A few have suggested that Clancy was actually providing a blueprint for the terrorists and I seem to remember that there had never been a skyjacking until Robert Serling wrote about it in a novel. But writers just look at the world around them and find creative opportunities, which is certainly no different from what terrorists do in planning operations. However, the reason I feel compelled to reread and review "Executive Orders" is because I think that there are some important things that Clancy has to say about the moment that goes beyond terrorist attacks. First, as Jack Ryan repeatedly points out in the novel, the actions of terrorists for are fundamentalist Muslims do not reflect on the vast majority of the followers of Islam around the world. A war on terrorism is not a war on Islam, no matter what the terrorists claim, and no matter what ignorant and bigoted jerks in this country might want to believe. Second, another Jack Ryan mantra, that human agents are invaluable in trying to gather intelligence on terrorist organizations. Finding terrorists leaders is going to require human agents on the ground and not spy satellites or unmanned drones. Third, secrets are important for the government/military to respond effectively to terrorist attacks. We have the right to know, but the first thing enshrined in the Jefferson's trilogy is "life" and not freedom of the press. Besides, Congress provides oversight in such matters so the intrusive snooping of the press is unwarranted. A corollary of this, as Jack Ryan finds out repeatedly in the novel, is that you cannot trust the press to do the right thing. This particular point was made more strongly in "Debt of Honor," where news networks had to be convinced that reporting certain facts the government was trying to keep secret would result in the deaths of American military personnel (and that this was a bad thing).
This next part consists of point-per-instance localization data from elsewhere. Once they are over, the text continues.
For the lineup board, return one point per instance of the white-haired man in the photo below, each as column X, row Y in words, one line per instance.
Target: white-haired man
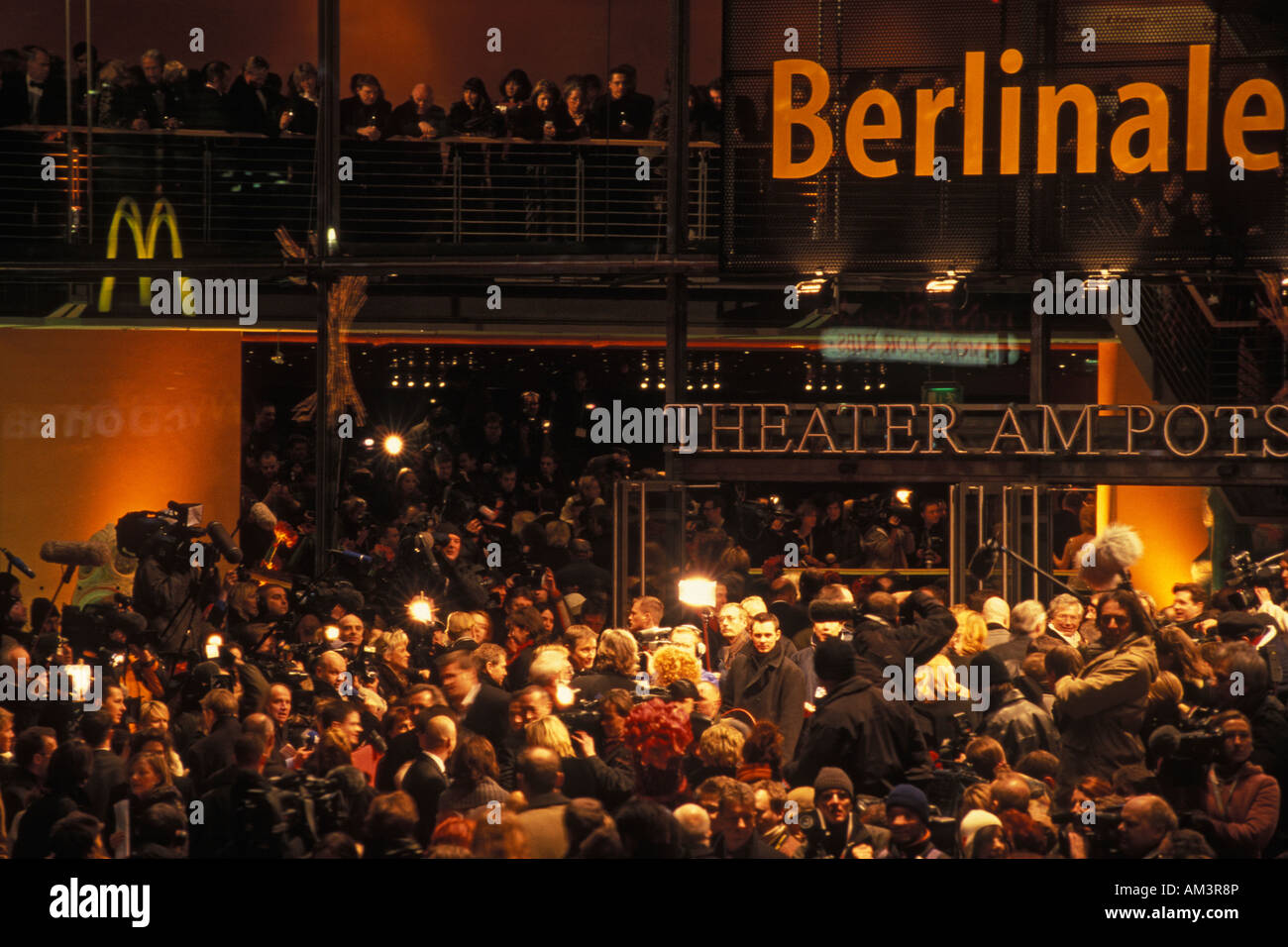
column 1112, row 553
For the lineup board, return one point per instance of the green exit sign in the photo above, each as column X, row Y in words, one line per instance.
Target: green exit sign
column 941, row 393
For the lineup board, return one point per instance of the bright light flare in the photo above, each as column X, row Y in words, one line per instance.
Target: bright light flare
column 420, row 609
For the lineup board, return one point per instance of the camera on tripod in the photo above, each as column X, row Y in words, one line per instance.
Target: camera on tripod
column 1244, row 575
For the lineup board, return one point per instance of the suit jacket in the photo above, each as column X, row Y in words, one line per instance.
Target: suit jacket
column 108, row 774
column 355, row 115
column 608, row 114
column 488, row 714
column 16, row 108
column 774, row 690
column 213, row 753
column 542, row 823
column 425, row 783
column 246, row 112
column 406, row 120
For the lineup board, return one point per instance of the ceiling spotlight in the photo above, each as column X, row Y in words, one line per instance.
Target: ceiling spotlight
column 945, row 283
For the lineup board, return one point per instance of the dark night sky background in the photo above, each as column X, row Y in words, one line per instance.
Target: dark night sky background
column 400, row 42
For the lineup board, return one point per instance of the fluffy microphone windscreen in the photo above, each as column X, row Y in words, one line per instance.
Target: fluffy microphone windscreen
column 75, row 553
column 1116, row 549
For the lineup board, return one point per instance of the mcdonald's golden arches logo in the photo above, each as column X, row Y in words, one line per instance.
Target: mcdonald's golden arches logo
column 145, row 244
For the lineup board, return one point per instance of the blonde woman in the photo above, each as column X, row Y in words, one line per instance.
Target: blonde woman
column 671, row 663
column 156, row 715
column 585, row 776
column 969, row 638
column 719, row 753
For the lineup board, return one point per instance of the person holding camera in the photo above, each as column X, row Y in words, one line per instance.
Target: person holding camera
column 1237, row 801
column 1104, row 705
column 838, row 832
column 909, row 812
column 875, row 741
column 765, row 684
column 881, row 643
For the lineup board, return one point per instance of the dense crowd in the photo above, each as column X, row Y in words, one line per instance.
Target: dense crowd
column 451, row 686
column 159, row 93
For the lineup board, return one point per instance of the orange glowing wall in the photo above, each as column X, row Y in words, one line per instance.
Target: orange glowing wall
column 141, row 418
column 1170, row 519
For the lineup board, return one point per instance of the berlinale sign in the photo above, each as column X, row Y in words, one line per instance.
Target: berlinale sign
column 1154, row 123
column 1087, row 431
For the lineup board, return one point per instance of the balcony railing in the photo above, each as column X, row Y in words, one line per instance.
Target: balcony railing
column 230, row 192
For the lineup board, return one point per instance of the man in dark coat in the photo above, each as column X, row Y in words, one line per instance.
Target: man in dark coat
column 35, row 95
column 828, row 616
column 765, row 684
column 215, row 750
column 734, row 825
column 622, row 112
column 419, row 116
column 881, row 644
column 108, row 770
column 207, row 107
column 426, row 776
column 875, row 741
column 252, row 105
column 841, row 834
column 484, row 709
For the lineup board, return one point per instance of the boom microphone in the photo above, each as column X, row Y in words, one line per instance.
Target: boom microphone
column 89, row 554
column 18, row 564
column 1113, row 552
column 262, row 517
column 353, row 558
column 223, row 543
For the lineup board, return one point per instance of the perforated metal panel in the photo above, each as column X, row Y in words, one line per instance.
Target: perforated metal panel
column 838, row 219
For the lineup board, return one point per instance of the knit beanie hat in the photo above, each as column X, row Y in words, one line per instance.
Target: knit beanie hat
column 910, row 797
column 833, row 660
column 832, row 779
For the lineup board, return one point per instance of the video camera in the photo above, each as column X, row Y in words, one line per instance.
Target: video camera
column 93, row 626
column 167, row 535
column 1244, row 575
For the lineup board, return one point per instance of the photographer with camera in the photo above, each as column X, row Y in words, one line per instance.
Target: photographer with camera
column 836, row 830
column 331, row 678
column 1237, row 802
column 875, row 741
column 1103, row 707
column 889, row 544
column 880, row 643
column 168, row 591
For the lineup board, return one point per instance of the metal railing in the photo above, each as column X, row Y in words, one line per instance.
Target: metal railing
column 231, row 191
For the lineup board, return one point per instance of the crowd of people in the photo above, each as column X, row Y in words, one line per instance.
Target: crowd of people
column 451, row 685
column 158, row 93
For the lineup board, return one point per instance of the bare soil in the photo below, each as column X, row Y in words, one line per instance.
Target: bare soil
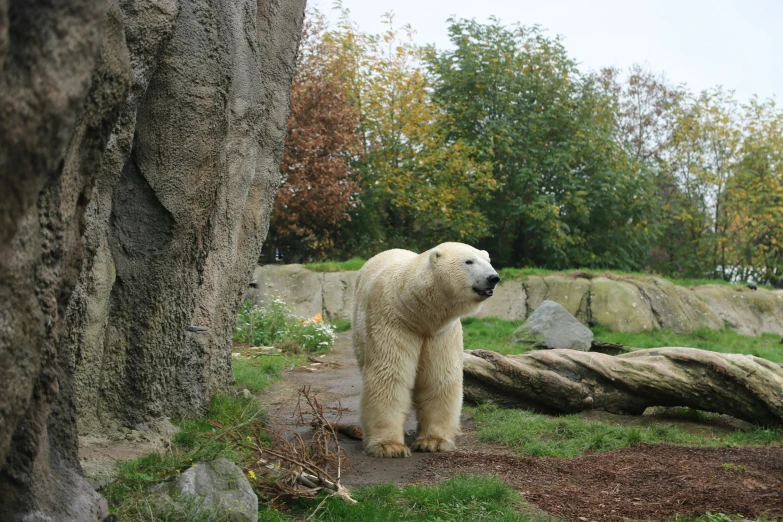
column 649, row 482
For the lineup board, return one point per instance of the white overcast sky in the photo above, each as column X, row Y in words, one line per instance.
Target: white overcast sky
column 736, row 44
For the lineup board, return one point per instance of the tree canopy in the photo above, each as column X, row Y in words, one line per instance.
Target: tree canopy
column 502, row 142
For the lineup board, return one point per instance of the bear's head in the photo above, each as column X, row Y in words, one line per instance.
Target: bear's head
column 463, row 272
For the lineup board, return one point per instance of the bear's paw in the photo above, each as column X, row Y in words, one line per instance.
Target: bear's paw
column 388, row 450
column 433, row 444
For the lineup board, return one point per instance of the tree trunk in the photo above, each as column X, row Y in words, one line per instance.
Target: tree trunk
column 568, row 381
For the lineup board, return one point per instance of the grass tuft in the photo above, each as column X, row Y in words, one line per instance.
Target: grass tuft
column 538, row 435
column 462, row 498
column 274, row 324
column 766, row 346
column 490, row 334
column 495, row 334
column 127, row 493
column 342, row 325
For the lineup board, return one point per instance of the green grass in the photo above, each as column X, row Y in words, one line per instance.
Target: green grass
column 495, row 334
column 462, row 498
column 533, row 434
column 766, row 346
column 127, row 493
column 355, row 263
column 274, row 324
column 258, row 373
column 489, row 334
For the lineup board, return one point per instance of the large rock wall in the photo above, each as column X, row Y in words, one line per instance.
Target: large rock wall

"Executive Orders" is a story well told, and what is important about it today is not just what it says about what might happen in the days to come, but what it says about us as Americans. Clancy's books touch on all aspects other the current situation and not just the acts of terrorists. Reading the Jack Ryan novels should do more than engender the fear that there will be a biological attack as in "Executive Orders" or "Rainbow Six" or a nuclear device as in "The Sum Of All Fears" and "The Bear and the Dragon." The bottom line here is that when you read any of Tom Clancy's novels, do not throw out his emphasis on what is good with your fascination with what is bad.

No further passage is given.